Les peines sont portées à sept ans d'emprisonnement et à 100 000 euros d'amende lorsque :
1° Le conducteur a commis une violation manifestement délibérée d'une obligation particulière de prudence ou de sécurité prévue par la loi ou le règlement autre que celles mentionnées ci-après ;
2° Le conducteur se trouvait en état d'ivresse manifeste ou était sous l'empire d'un état alcoolique caractérisé par une concentration d'alcool dans le sang ou dans l'air expiré égale ou supérieure aux taux fixés par les dispositions législatives ou réglementaires du code de la route, ou a refusé de se soumettre aux vérifications prévues par ce code et destinées à établir l'existence d'un état alcoolique ;
3° Il résulte d'une analyse sanguine ou salivaire que le conducteur avait fait usage de substances ou de plantes classées comme stupéfiants, ou a refusé de se soumettre aux vérifications prévues par le code de la route destinées à établir s'il conduisait en ayant fait usage de stupéfiants ;
4° Le conducteur n'était pas titulaire du permis de conduire exigé par la loi ou le règlement ou son permis avait été annulé, invalidé, suspendu ou retenu ;
5° Le conducteur a commis un dépassement de la vitesse maximale autorisée égal ou supérieur à 50 km/h;
6° Le conducteur, sachant qu'il vient de causer ou d'occasionner un accident, ne s'est pas arrêté et a tenté ainsi d'échapper à la responsabilité pénale ou civile qu'il peut encourir.
Les peines sont portées à dix ans d'emprisonnement et à 150 000 euros d'amende lorsque l'homicide involontaire a été commis avec deux ou plus des circonstances mentionnées aux 1° et suivants du présent article."
C'est en raison du caractère insoutenable du terme d'homicide "involontaire" pour les familles de victimes décédées, que de nombreuses associations de victimes de la route se battent depuis de très nombreuses années pour que soit instauré un délit d' "homicide routier" pour tout accident mortel causé sur la route sous l'empire d'un état alcoolique ou sous l'emprise de stupéfiants.
Ce combat a repris de la vigueur après l'accident dont a été victime Antoine, le fils du chef Yannick Alléno le 8 mai 2022, mortellement fauché par un automobiliste alcoolisé qui se trouvait au volant d'une voiture volée, et plus récemment encore, par l'affaire Palmade, qui, le 10 février 2023, alors qu'il avait consommé des drogues, dont de la cocaïne, est venu percuter sur la route une autre voiture roulant en sens inverse, faisant ainsi 3 blessés graves, dont 1 enfant et une femme enceinte de 6 mois qui a perdu le bébé qu'elle attendait.
L'homicide routier serait-il une réelle avancée pour les familles des victimes de la route ?
En tant qu'avocate de victimes, je reste quelque peu circonspecte sur la création de ce nouveau délit, qui, selon moi n'est autre qu'une loi de circonstance, créée comme tant d'autres pour répondre à l'émotion publique.
En effet, j'entends et je comprends la douleur des familles de victimes décédées qui ne sauraient admettre ce qu'il peut y avoir d'involontaire à prendre sciemment le volant après avoir consommé des stupéfiants et de l'alcool et sont dans un désarroi tel que le mot involontaire martelé tout au long de la procédure est pour elles une souffrance supplémentaire.
Mais il faut bien comprendre, et c'est à nous Avocats, de l'expliquer à nos clients, que si l'auteur d'un accident de la route commet effectivement un acte volontaire en décidant de prendre le volant alors qu'il a consommé de l'alcool ou des produits stupéfiants, en revanche, l'accident qu'il provoque n'est quant à lui pas volontaire; il n'a pas voulu l'accident.
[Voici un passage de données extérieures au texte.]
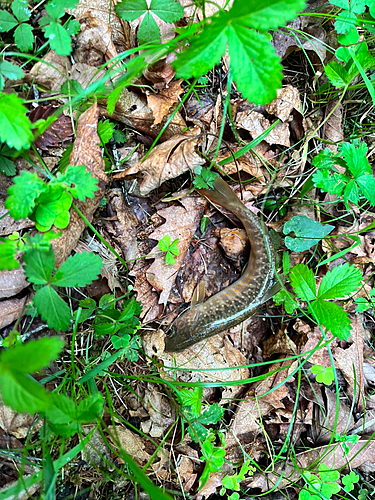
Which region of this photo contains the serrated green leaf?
[0,10,18,33]
[23,248,55,285]
[150,0,184,23]
[283,216,334,252]
[115,0,148,21]
[229,0,306,31]
[5,171,46,220]
[318,263,362,299]
[0,371,52,415]
[43,21,72,56]
[289,264,316,301]
[0,240,20,271]
[324,61,352,88]
[52,252,103,287]
[0,92,33,151]
[309,299,351,340]
[12,0,31,23]
[14,23,34,52]
[33,286,71,331]
[137,12,160,45]
[228,23,282,104]
[0,337,64,373]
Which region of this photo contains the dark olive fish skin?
[165,177,280,352]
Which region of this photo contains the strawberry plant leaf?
[56,165,98,201]
[51,252,103,287]
[23,248,55,285]
[309,299,351,340]
[0,337,64,373]
[0,10,18,33]
[33,286,71,331]
[283,216,334,252]
[5,170,47,220]
[12,0,31,23]
[14,23,34,52]
[289,264,316,301]
[0,92,33,151]
[318,263,362,299]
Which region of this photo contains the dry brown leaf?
[114,131,205,196]
[146,196,207,305]
[264,85,301,121]
[52,104,108,267]
[143,330,249,400]
[235,110,290,147]
[147,78,184,125]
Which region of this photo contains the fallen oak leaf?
[113,131,205,196]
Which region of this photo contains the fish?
[165,176,281,353]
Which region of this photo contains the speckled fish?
[165,177,280,352]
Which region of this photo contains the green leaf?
[228,23,282,104]
[137,12,160,45]
[193,166,219,189]
[150,0,184,23]
[309,299,351,340]
[289,264,316,301]
[33,286,71,331]
[115,0,148,21]
[0,337,64,374]
[0,239,20,271]
[5,171,47,220]
[12,0,31,23]
[283,216,334,252]
[0,92,33,151]
[43,21,72,56]
[197,403,225,425]
[324,61,352,88]
[0,10,18,33]
[56,165,98,201]
[52,252,103,287]
[14,23,34,52]
[318,263,362,299]
[23,248,55,285]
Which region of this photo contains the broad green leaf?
[0,10,18,33]
[150,0,184,23]
[318,263,362,299]
[12,0,31,23]
[227,23,282,104]
[0,337,64,373]
[43,21,72,56]
[0,92,33,151]
[5,170,46,220]
[137,12,160,45]
[0,61,24,80]
[33,286,71,331]
[14,23,34,52]
[289,264,316,301]
[283,216,334,252]
[52,252,103,287]
[229,0,306,31]
[23,248,55,285]
[309,299,351,340]
[0,239,20,271]
[0,371,52,415]
[324,61,352,88]
[115,0,148,21]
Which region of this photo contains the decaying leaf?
[114,131,204,196]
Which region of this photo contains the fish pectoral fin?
[190,281,206,309]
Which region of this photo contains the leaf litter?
[0,1,375,498]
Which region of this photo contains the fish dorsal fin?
[190,281,206,309]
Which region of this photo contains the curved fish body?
[165,177,280,352]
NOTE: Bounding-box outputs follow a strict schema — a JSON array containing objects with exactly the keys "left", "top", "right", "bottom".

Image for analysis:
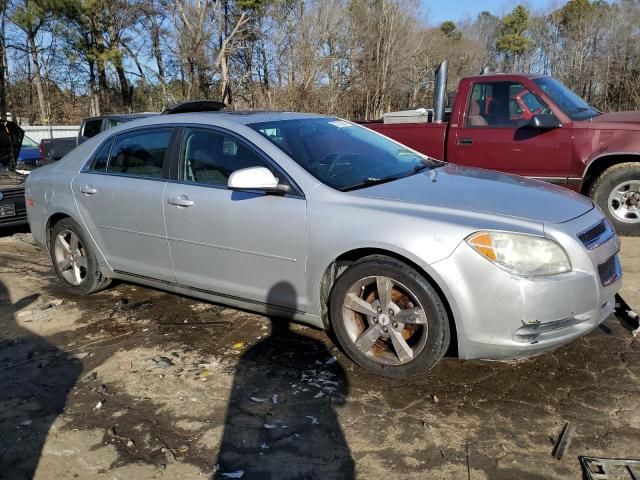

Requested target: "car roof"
[
  {"left": 108, "top": 110, "right": 332, "bottom": 128},
  {"left": 83, "top": 112, "right": 159, "bottom": 122}
]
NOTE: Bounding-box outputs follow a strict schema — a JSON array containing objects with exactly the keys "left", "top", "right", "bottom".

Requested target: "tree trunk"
[
  {"left": 0, "top": 0, "right": 7, "bottom": 120},
  {"left": 151, "top": 11, "right": 168, "bottom": 110},
  {"left": 27, "top": 32, "right": 49, "bottom": 124}
]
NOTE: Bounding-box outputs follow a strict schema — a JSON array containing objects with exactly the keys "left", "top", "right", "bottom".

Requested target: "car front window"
[
  {"left": 533, "top": 77, "right": 600, "bottom": 120},
  {"left": 22, "top": 135, "right": 38, "bottom": 147},
  {"left": 249, "top": 118, "right": 441, "bottom": 191}
]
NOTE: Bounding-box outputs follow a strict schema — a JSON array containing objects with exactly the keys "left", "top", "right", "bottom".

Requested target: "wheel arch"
[
  {"left": 44, "top": 212, "right": 73, "bottom": 252},
  {"left": 580, "top": 152, "right": 640, "bottom": 196},
  {"left": 319, "top": 247, "right": 458, "bottom": 356}
]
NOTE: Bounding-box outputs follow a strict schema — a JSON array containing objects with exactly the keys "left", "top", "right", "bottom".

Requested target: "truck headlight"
[{"left": 466, "top": 231, "right": 571, "bottom": 277}]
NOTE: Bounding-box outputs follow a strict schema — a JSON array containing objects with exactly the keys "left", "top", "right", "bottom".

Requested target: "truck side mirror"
[{"left": 529, "top": 113, "right": 562, "bottom": 130}]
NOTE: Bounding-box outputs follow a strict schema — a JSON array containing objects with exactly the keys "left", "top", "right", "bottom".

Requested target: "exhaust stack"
[{"left": 433, "top": 60, "right": 449, "bottom": 123}]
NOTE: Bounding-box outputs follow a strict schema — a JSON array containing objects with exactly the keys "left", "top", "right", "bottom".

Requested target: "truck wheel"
[
  {"left": 49, "top": 218, "right": 111, "bottom": 295},
  {"left": 590, "top": 162, "right": 640, "bottom": 236},
  {"left": 329, "top": 255, "right": 450, "bottom": 378}
]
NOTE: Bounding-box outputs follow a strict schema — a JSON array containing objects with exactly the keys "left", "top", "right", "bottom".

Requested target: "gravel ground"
[{"left": 0, "top": 232, "right": 640, "bottom": 480}]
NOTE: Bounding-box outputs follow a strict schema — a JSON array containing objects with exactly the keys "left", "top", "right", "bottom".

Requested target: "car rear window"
[
  {"left": 107, "top": 128, "right": 173, "bottom": 178},
  {"left": 89, "top": 138, "right": 113, "bottom": 172},
  {"left": 82, "top": 118, "right": 102, "bottom": 138}
]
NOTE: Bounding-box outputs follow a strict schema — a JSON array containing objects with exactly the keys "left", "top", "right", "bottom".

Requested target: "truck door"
[{"left": 449, "top": 81, "right": 573, "bottom": 184}]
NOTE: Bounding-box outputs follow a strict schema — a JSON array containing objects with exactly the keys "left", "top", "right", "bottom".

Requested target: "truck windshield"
[
  {"left": 249, "top": 118, "right": 442, "bottom": 191},
  {"left": 533, "top": 77, "right": 601, "bottom": 120}
]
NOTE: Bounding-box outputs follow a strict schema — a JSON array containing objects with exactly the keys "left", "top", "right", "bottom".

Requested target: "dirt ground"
[{"left": 0, "top": 232, "right": 640, "bottom": 480}]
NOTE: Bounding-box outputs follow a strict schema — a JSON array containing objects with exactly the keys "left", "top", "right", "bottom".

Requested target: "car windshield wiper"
[{"left": 340, "top": 176, "right": 398, "bottom": 192}]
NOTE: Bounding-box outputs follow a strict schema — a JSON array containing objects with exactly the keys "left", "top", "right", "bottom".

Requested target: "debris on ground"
[
  {"left": 616, "top": 294, "right": 640, "bottom": 337},
  {"left": 305, "top": 415, "right": 320, "bottom": 425},
  {"left": 151, "top": 356, "right": 175, "bottom": 368},
  {"left": 116, "top": 297, "right": 153, "bottom": 310},
  {"left": 222, "top": 470, "right": 244, "bottom": 478},
  {"left": 40, "top": 298, "right": 64, "bottom": 310},
  {"left": 552, "top": 422, "right": 574, "bottom": 460}
]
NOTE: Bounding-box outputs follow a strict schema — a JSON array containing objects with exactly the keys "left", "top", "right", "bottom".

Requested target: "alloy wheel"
[
  {"left": 608, "top": 180, "right": 640, "bottom": 223},
  {"left": 342, "top": 276, "right": 429, "bottom": 365},
  {"left": 54, "top": 229, "right": 87, "bottom": 286}
]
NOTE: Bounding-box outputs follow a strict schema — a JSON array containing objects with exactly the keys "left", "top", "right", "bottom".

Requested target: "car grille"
[
  {"left": 578, "top": 220, "right": 616, "bottom": 250},
  {"left": 598, "top": 255, "right": 618, "bottom": 285},
  {"left": 578, "top": 220, "right": 607, "bottom": 246}
]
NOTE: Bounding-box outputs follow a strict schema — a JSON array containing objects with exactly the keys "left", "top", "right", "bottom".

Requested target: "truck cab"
[{"left": 366, "top": 67, "right": 640, "bottom": 235}]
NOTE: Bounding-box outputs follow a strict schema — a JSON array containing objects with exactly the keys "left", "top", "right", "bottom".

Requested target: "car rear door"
[
  {"left": 72, "top": 126, "right": 174, "bottom": 282},
  {"left": 450, "top": 81, "right": 572, "bottom": 184},
  {"left": 164, "top": 127, "right": 306, "bottom": 310}
]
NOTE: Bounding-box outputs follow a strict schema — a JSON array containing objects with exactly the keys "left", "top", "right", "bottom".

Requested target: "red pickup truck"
[{"left": 363, "top": 63, "right": 640, "bottom": 235}]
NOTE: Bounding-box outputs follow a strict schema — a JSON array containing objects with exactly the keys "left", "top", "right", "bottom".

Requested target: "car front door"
[
  {"left": 164, "top": 127, "right": 306, "bottom": 310},
  {"left": 72, "top": 127, "right": 174, "bottom": 282},
  {"left": 452, "top": 81, "right": 572, "bottom": 184}
]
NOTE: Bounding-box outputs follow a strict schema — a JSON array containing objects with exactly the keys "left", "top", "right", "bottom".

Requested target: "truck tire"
[
  {"left": 590, "top": 162, "right": 640, "bottom": 237},
  {"left": 49, "top": 217, "right": 111, "bottom": 295},
  {"left": 329, "top": 255, "right": 451, "bottom": 378}
]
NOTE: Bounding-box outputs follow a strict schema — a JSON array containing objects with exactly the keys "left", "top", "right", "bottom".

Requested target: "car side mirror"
[
  {"left": 529, "top": 113, "right": 562, "bottom": 129},
  {"left": 227, "top": 167, "right": 289, "bottom": 194}
]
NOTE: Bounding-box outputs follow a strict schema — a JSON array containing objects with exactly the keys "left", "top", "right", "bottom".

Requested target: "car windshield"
[
  {"left": 22, "top": 135, "right": 38, "bottom": 147},
  {"left": 249, "top": 118, "right": 442, "bottom": 191},
  {"left": 533, "top": 77, "right": 601, "bottom": 120}
]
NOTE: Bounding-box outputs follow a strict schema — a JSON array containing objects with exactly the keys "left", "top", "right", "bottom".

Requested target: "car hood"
[
  {"left": 591, "top": 112, "right": 640, "bottom": 127},
  {"left": 351, "top": 164, "right": 593, "bottom": 223},
  {"left": 18, "top": 147, "right": 40, "bottom": 162}
]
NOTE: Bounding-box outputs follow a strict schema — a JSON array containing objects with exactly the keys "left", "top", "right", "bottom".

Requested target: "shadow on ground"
[{"left": 0, "top": 281, "right": 82, "bottom": 479}]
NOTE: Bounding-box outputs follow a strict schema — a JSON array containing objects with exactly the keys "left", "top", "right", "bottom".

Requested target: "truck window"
[
  {"left": 82, "top": 118, "right": 102, "bottom": 138},
  {"left": 466, "top": 82, "right": 549, "bottom": 128}
]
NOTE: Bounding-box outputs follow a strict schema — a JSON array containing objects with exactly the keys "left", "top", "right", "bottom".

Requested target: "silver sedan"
[{"left": 26, "top": 112, "right": 621, "bottom": 377}]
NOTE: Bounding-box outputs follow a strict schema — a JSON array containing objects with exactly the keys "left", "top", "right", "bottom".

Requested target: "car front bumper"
[{"left": 432, "top": 209, "right": 622, "bottom": 359}]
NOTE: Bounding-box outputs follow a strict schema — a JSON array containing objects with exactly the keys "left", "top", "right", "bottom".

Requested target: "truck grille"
[
  {"left": 578, "top": 220, "right": 615, "bottom": 250},
  {"left": 598, "top": 255, "right": 619, "bottom": 285}
]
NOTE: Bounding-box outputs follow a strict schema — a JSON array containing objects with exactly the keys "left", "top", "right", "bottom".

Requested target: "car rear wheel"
[
  {"left": 591, "top": 162, "right": 640, "bottom": 236},
  {"left": 49, "top": 218, "right": 111, "bottom": 295},
  {"left": 329, "top": 255, "right": 450, "bottom": 378}
]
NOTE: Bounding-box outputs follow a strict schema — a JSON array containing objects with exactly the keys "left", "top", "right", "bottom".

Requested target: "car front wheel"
[
  {"left": 329, "top": 255, "right": 450, "bottom": 378},
  {"left": 49, "top": 218, "right": 110, "bottom": 295}
]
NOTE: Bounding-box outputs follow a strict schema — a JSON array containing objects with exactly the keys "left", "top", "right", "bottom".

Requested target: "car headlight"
[{"left": 466, "top": 231, "right": 571, "bottom": 277}]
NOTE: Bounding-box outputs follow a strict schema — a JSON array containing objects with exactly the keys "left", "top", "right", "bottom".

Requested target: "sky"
[{"left": 420, "top": 0, "right": 566, "bottom": 25}]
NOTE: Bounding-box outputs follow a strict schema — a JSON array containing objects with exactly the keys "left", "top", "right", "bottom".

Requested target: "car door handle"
[
  {"left": 80, "top": 185, "right": 98, "bottom": 195},
  {"left": 167, "top": 195, "right": 193, "bottom": 207}
]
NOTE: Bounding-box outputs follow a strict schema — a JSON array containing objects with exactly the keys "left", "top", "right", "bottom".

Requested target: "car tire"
[
  {"left": 329, "top": 255, "right": 451, "bottom": 378},
  {"left": 590, "top": 162, "right": 640, "bottom": 237},
  {"left": 49, "top": 218, "right": 111, "bottom": 295}
]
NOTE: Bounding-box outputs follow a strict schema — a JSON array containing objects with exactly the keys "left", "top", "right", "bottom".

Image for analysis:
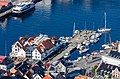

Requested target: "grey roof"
[{"left": 97, "top": 62, "right": 120, "bottom": 72}]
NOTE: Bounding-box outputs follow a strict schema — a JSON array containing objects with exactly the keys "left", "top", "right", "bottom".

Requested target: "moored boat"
[
  {"left": 79, "top": 46, "right": 89, "bottom": 54},
  {"left": 0, "top": 1, "right": 13, "bottom": 19},
  {"left": 12, "top": 2, "right": 35, "bottom": 16},
  {"left": 97, "top": 12, "right": 111, "bottom": 32}
]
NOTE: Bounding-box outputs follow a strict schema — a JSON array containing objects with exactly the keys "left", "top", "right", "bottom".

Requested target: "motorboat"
[
  {"left": 64, "top": 52, "right": 70, "bottom": 59},
  {"left": 12, "top": 2, "right": 35, "bottom": 16},
  {"left": 97, "top": 12, "right": 111, "bottom": 32},
  {"left": 79, "top": 46, "right": 89, "bottom": 54}
]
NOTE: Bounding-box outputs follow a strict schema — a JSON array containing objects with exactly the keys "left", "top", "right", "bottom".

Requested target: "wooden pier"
[{"left": 48, "top": 30, "right": 96, "bottom": 63}]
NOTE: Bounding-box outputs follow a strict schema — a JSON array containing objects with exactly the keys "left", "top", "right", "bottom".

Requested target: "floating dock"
[{"left": 48, "top": 30, "right": 96, "bottom": 63}]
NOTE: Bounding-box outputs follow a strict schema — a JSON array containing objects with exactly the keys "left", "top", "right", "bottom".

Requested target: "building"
[
  {"left": 97, "top": 51, "right": 120, "bottom": 79},
  {"left": 10, "top": 34, "right": 63, "bottom": 60},
  {"left": 48, "top": 61, "right": 66, "bottom": 73},
  {"left": 0, "top": 56, "right": 14, "bottom": 71}
]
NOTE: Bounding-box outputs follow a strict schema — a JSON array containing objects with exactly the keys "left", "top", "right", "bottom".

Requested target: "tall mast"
[
  {"left": 104, "top": 12, "right": 106, "bottom": 29},
  {"left": 109, "top": 33, "right": 112, "bottom": 44},
  {"left": 5, "top": 40, "right": 7, "bottom": 56},
  {"left": 73, "top": 22, "right": 75, "bottom": 34}
]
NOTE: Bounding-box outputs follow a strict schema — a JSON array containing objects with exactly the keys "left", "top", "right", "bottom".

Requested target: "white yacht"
[
  {"left": 97, "top": 12, "right": 111, "bottom": 32},
  {"left": 79, "top": 46, "right": 89, "bottom": 54},
  {"left": 12, "top": 2, "right": 35, "bottom": 16}
]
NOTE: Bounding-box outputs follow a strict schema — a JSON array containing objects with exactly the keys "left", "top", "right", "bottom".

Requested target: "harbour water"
[{"left": 0, "top": 0, "right": 120, "bottom": 57}]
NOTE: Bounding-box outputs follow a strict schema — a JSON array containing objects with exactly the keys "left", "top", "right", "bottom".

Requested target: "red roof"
[
  {"left": 42, "top": 39, "right": 54, "bottom": 50},
  {"left": 0, "top": 56, "right": 6, "bottom": 63}
]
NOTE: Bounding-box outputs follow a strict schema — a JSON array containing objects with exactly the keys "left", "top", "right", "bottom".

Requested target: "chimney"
[{"left": 118, "top": 41, "right": 120, "bottom": 53}]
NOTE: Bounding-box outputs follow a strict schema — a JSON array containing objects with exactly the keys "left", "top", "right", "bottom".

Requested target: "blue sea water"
[{"left": 0, "top": 0, "right": 120, "bottom": 56}]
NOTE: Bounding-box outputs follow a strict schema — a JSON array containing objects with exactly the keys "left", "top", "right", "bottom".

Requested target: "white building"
[
  {"left": 32, "top": 48, "right": 41, "bottom": 60},
  {"left": 10, "top": 41, "right": 26, "bottom": 57}
]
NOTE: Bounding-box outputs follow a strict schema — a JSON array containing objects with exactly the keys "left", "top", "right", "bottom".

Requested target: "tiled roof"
[
  {"left": 108, "top": 51, "right": 120, "bottom": 59},
  {"left": 43, "top": 73, "right": 52, "bottom": 79},
  {"left": 1, "top": 57, "right": 14, "bottom": 65},
  {"left": 15, "top": 61, "right": 31, "bottom": 74},
  {"left": 97, "top": 62, "right": 120, "bottom": 72}
]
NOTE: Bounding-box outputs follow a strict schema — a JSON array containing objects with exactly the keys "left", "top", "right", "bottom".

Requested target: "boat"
[
  {"left": 79, "top": 46, "right": 89, "bottom": 54},
  {"left": 12, "top": 2, "right": 35, "bottom": 16},
  {"left": 0, "top": 1, "right": 13, "bottom": 20},
  {"left": 64, "top": 52, "right": 70, "bottom": 59},
  {"left": 97, "top": 12, "right": 111, "bottom": 32},
  {"left": 102, "top": 33, "right": 112, "bottom": 49},
  {"left": 82, "top": 40, "right": 90, "bottom": 46}
]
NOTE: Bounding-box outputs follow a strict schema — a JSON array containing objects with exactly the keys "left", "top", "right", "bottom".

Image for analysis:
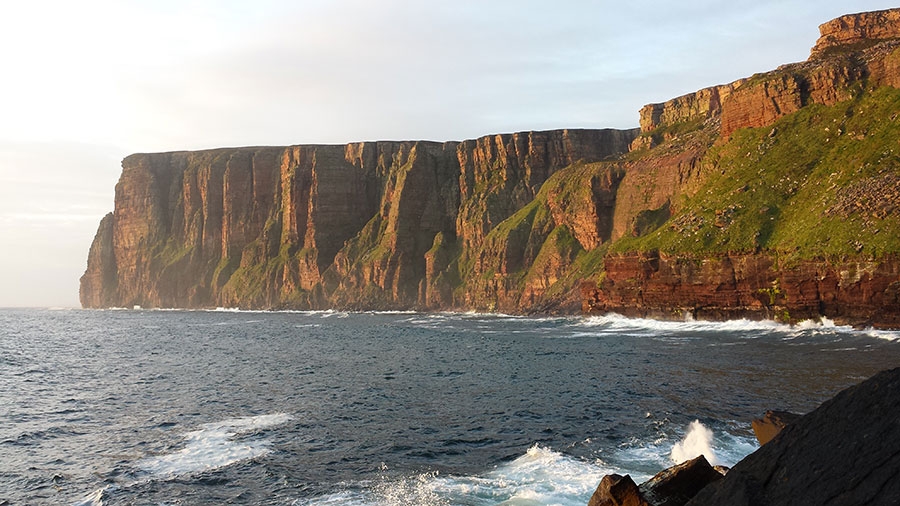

Ainsi, celui qui tue involontairement, n'a tout simplement pas eu l'envie de tuer. Il a certes adopté un comportement dangereux ou interdit par la loi, mais il a ôté la vie sans le vouloir.
Or, comme l'a très justement rappelé Maître Jérôme Gavaudan, président du Conseil National des Barreaux: "En droit, il faut distinguer ce qu'on a voulu faire, ce qu'on a voulu commettre comme faits, et ce qu'on n'a pas voulu commettre. Ce glissement est contraire aux principes généraux du droit pénal: l'intention compte, donc elle doit être sanctionnée différemment de la situation où, même s'il y a eu multiplication de fautes, l'intention de tuer n'existait pas."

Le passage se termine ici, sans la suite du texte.